While the global pandemic of COVID-19 is associated primarily with adversities, it has also brought about a true boom in startups, with successful entrepreneurship in many countries. The pandemic has impacted all of us in one way or another. Would you like to share your experience on a personal and professional level?
On a personal level, the pandemic enabled me to focus on my inner health and remove the mental and emotional barriers preventing me from reaching my fullest potential. On a professional level, I was fortunate to continue building my career in the Learning and Development space for various non-government and government departments. The pandemic was a turning point for me to see the potential of remote working and making a difference online. I was able to run a successful online tutoring business during the pandemic and that gave me a taste of the entrepreneurial freedoms of setting my own hours, pay-rate, clients, and more.
Your journey and your vision are very inspiring, but are there any achievements or accomplishments you would like to mention?
I wrote and published a children’ book during the pandemic called Archiesaurus, which led to the inception of my business Savvy Little Minds. One thing led to another and I took one step at a time to get to where I am today.
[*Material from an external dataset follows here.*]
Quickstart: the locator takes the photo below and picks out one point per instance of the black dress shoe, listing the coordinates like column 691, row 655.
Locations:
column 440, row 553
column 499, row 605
There is still lots more work to do.
Would you like to share with our young budding women entrepreneurs the change you would like to see in the world if given an opportunity?
I would like to see more schools built in countries that lack safe educational facilities and resources for kids to learn and thrive. I would like to see more teachers trained and coached to improve the skill gap in schools and ensure children receive the best quality care and education. I would like to see educational leaders step up and fight for laws to change to benefit kids from low socioeconomic and disadvantaged communities. I would like to see more kids being coached to their fullest potential and reducing educational inequality across the world.
What’s the most important thing you’ve learned in your personal life and professional journey? What is your personal motto in life?
In my personal and professional life, I’ve learned that you don’t have to be a product of your environment, you are a product of your choices. So go create the life you want!
Women are a growing force in the workplaces worldwide, standing shoulder to shoulder with their male counterparts. There are cracks in glass ceilings everywhere, with many women breaking through to carve out a space right at the top of the pyramid. What are your thoughts about women’s leadership today?
YES, women are essential in leadership, from women, all humans are born into this world. One woman can change the course of history by giving birth to one child. Imagine what women could do collectively in leadership. Women bring a lense that is needed in decision making roles, they must have a voice at the top and they must run alongside strong male leaders, fighting alongside each other, not fighting each other. Two are better than one!
With your grit and determination, you are making a considerable impact, breaking through, and serving as role models for many budding entrepreneurs. What would you want to say to our young women leaders/audience reading this?
You are good and there is a seat at the table for you. Your leadership is paving a way for someone else after you. Your example is an inspiration to someone watching you. Your presence is felt when you enter the room. Be you, be bold and be kind. I’m cheering for you.